I'm importing several .csvs that are all two columns wide (they're output from a program) - the first column is wavelength and the second is absorbance, but I'm naming it by the file name to be combined later like from this old stack overflow answer (Combining csv files in R to different columns). The incoming .csvs don't have headers, and I'm aware that the way I'm naming them crops the first data points. I would like for the first column to not have any decimals and standardize all of the numbers to four digits - the code I've added works on its own but not in this block - and I would prefer to do this formatting all in one go. I run into errors with $ not being the right operator, but when I use [] I get errors about that too. The column I need to do this to is the first and it's named 'Wavelength' - which also gives me errors either because wavelength doesn't exist or it's nonnumeric. Any ideas?

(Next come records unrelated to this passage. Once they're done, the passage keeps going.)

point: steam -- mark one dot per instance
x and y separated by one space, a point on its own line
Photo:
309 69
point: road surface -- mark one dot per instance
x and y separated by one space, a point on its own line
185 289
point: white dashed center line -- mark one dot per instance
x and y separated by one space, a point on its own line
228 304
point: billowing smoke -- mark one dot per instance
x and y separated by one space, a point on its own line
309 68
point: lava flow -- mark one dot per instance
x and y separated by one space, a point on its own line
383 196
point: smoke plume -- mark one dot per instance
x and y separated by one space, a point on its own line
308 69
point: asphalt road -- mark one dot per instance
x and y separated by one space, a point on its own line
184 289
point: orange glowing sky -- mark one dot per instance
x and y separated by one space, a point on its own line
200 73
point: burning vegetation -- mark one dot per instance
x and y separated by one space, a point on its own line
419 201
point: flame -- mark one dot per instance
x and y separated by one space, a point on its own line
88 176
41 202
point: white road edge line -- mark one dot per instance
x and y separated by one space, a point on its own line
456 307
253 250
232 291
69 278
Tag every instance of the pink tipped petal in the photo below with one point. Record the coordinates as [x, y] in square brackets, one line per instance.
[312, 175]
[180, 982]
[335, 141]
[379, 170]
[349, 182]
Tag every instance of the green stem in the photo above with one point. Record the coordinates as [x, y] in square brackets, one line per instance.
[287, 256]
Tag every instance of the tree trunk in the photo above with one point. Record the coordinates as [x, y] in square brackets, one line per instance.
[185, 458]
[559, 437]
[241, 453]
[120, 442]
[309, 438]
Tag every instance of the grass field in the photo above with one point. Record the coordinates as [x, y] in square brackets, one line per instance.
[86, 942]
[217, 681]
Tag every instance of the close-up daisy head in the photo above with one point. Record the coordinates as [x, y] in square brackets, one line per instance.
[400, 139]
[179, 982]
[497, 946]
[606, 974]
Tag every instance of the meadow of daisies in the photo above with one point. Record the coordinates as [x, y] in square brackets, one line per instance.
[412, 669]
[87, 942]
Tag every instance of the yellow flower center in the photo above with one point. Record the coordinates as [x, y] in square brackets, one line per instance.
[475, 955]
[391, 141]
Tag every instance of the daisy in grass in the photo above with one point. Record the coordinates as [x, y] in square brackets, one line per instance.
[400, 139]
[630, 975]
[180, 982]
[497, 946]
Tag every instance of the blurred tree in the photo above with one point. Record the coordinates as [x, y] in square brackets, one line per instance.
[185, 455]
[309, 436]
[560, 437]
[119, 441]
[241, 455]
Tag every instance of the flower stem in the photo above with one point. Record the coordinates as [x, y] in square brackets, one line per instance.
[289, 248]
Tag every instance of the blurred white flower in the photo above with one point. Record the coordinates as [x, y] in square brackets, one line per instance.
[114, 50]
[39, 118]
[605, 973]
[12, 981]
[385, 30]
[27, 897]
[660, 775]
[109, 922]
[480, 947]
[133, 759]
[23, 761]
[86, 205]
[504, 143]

This is what my script currently looks like:
for (file in file_list) {
f <- sub("(.*)\\.CSV", "\\1", file)
assign(f, read.csv(file = file))
assign(f, setNames(get(f), c(names(get(f))[0:0], "Wavelength")))
assign(f, setNames(get(f), c(names(get(f))[1:1], file)))
floor(f[Wavelength]) #the issues are here
sprintf("%04d", f$Wavelength) #and here
}
The data looks like this in the csv before it gets processed:
1 401.7664 0.1379457
2 403.8058 0.1390427
3 405.8452 0.1421666
4 407.8847 0.1463629
5 409.9241 0.1477264
I would like the output to be:
Wavelength (file name)
1 0401 0.1379457
2 0403 0.1390427
3 0405 0.1421666
4 0407 0.1463629
5 0409 0.1477264
And here's the dput that r2evans asked for:
structure(list(X3.997270e.002 = c(401.7664, 403.8058, 405.8452,
407.8847, 409.9241, 411.9635), X1.393858e.001 = c(0.1379457,
0.1390427, 0.1421666, 0.1463629, 0.1477264, 0.1476971)), row.names =
c(NA,
6L), class = "data.frame")
Thanks in advance!
6/24 Update: When I assign the column name "Wavelength" it only gets added as a character, not as a real column name? When I dput/head the files once they go through (omitting the sprintf/floor functions) it only lists the file name (the second column). When I open the csvs in R studio the first column is properly labeled - and even further I'm able to combine all the csvs sorted by "Wavelength":
list_csvs <- mget(sub("(.*)\\.CSV", "\\1", file_list))
all_csvs <- Reduce(function(x, y) merge(x, y, all=T,
by=c("Wavelength")), list_csvs, accumulate=F)
Naturally I've thought about just formatting the column after this, but some of the decimals are off in the thousands place so I do need to format before I merge the csvs.
I've updated the code to use colnames outside of the read.csv:
for (file in file_list) {
f <- sub("(.*)\\.CSV", "\\1", file)
assign(f, read.csv(file = file,
header = FALSE,
row.names = NULL))
colnames(f) <- c("Wavelength", file)
print(summary(f))
print(names(f))
#floor("Wavelength") #I'm omitting this to see the console errors
#sprintf("%04.0f", f["Wavelength"]) #omitting this too
}
but I get the following error:
attempt to set 'colnames' on an object with less than two dimensions
Without the naming bit and without the sprintf/floor I get this back from the summary and names prompt for each file:
Length Class Mode
1 character character
NULL
When I try to call out the first column by f[1], f[[1]], f[,1], or f[[,1]] I get error messages about 'incorrect number of dimensions'. I can clearly see in the R environment that each data frame has a length of 2. I also double checked with .row_names_info(f)
that the first column isn't being read as row names. What am I doing wrong?